In [94]:
import pandas as pd
pd.options.display.max_columns = 30
import numpy as np
import re

import cufflinks
cufflinks.go_offline()
cufflinks.set_config_file(world_readable=True, theme='solar')

from IPython.core.interactiveshell import InteractiveShell
InteractiveShell.ast_node_interactivity = 'all'

from sklearn.feature_extraction.text import CountVectorizer

In [116]:
df = pd.read_json('../../data/interim/final/products.json.gz', orient="records", compression="gzip")

In [117]:
df.head()

Unnamed: 0,product_id,name,description,price,image_url
0,B00001W0DG,Sony MDR-V500DJ Monitor Series Headphones with...,Revel in high-quality audio with the MDR-V500D...,6.61,[https://images-na.ssl-images-amazon.com/image...
1,B00004TLW2,Fujifilm MX2900 2.3MP Digital Camera w/ 3x Opt...,The FujiFilm MX-2900 digital camera includes s...,112.27,[https://images-na.ssl-images-amazon.com/image...
2,B00004VUM1,Sony MVC-FD95 Mavica 2MP Digital Camera with 1...,w/ Canon SELPHY CP760 Compact Photo Printer 32...,99.0,[https://images-na.ssl-images-amazon.com/image...
3,B00004WFYN,Plantronics H141 Duoset Convertible Headset (D...,- Convertible headset<br />- Quick disconnect ...,59.0,[https://images-na.ssl-images-amazon.com/image...
4,B00004XSHN,Fujifilm FinePix 4900 4.3MP Digital Camera w/ ...,Fuji's FinePix 4900 is one of a new style of c...,60.0,[https://images-na.ssl-images-amazon.com/image...


In [118]:
df['keywords'] = df['name'] + ' ' + df['description']

In [120]:
def remove_html_tags(text: str):
    return re.sub(re.compile('<.*?>|&([a-z0-9]+|#[0-9]{1,6}|#x[0-9a-f]{1,6});'), '', text)

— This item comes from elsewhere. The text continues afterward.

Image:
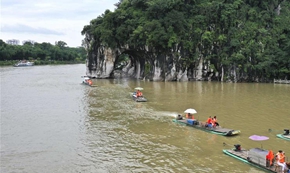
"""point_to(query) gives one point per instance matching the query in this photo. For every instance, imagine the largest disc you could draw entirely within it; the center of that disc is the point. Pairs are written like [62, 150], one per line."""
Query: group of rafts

df['keywords'] = df['keywords'].apply(remove_html_tags)

In [121]:
def get_top_n_words(corpus, n, remove_stop_words = True, ngram_from = 1, ngram_to = 1):
    if remove_stop_words:
        vec = CountVectorizer(stop_words='english', ngram_range=(ngram_from, ngram_to))
    else:
        vec = CountVectorizer(ngram_range=(ngram_from, ngram_to))
    
    return get_top_n_words_2(vec, corpus, n)

def get_top_n_words_2(vec, corpus, n):
    vec = vec.fit(corpus)
    bag_of_words = vec.transform(corpus)
    sum_words = bag_of_words.sum(axis=0) 
    words_freq = [(word, sum_words[0, idx]) for word, idx in vec.vocabulary_.items()]
    words_freq =sorted(words_freq, key = lambda x: x[1], reverse=True)
    return words_freq[:n]

Visualize Frequency Distribution Before Removing Stop Words

In [122]:
common_words = get_top_n_words(df['keywords'], n=10, remove_stop_words=False)

df1 = pd.DataFrame(common_words, columns = ['keywords' , 'count'])

df1.groupby('keywords').sum()['count'].sort_values().iplot(
    kind='barh', yTitle='Count', linecolor='black', title='Top 10 words in product keywords before removing stop words'
)

Visualize Frequency Distribution After Removing Stop Words

In [123]:
common_words = get_top_n_words(df['keywords'], n=10)

df2 = pd.DataFrame(common_words, columns = ['keywords' , 'count'])

df2.groupby('keywords').sum()['count'].sort_values().iplot(
    kind='barh', yTitle='Count', linecolor='black', title='Top 10 words in product keywords after removing stop words'
)

Bigrams Frequency Distribution Before Removing Stop Word

In [125]:
common_words = get_top_n_words(df['keywords'], n=10, remove_stop_words=False, ngram_from=2, ngram_to=2)

df3 = pd.DataFrame(common_words, columns = ['keywords' , 'count'])

df3.groupby('keywords').sum()['count'].sort_values().iplot(
    kind='barh', yTitle='Count', linecolor='black', title='Top 10 bigrams in product keywords before removing stop words'
)

Bigrams Frequency Distribution After Removing Stop Word

In [126]:
common_words = get_top_n_words(df['keywords'], n=10, remove_stop_words=True, ngram_from=2, ngram_to=2)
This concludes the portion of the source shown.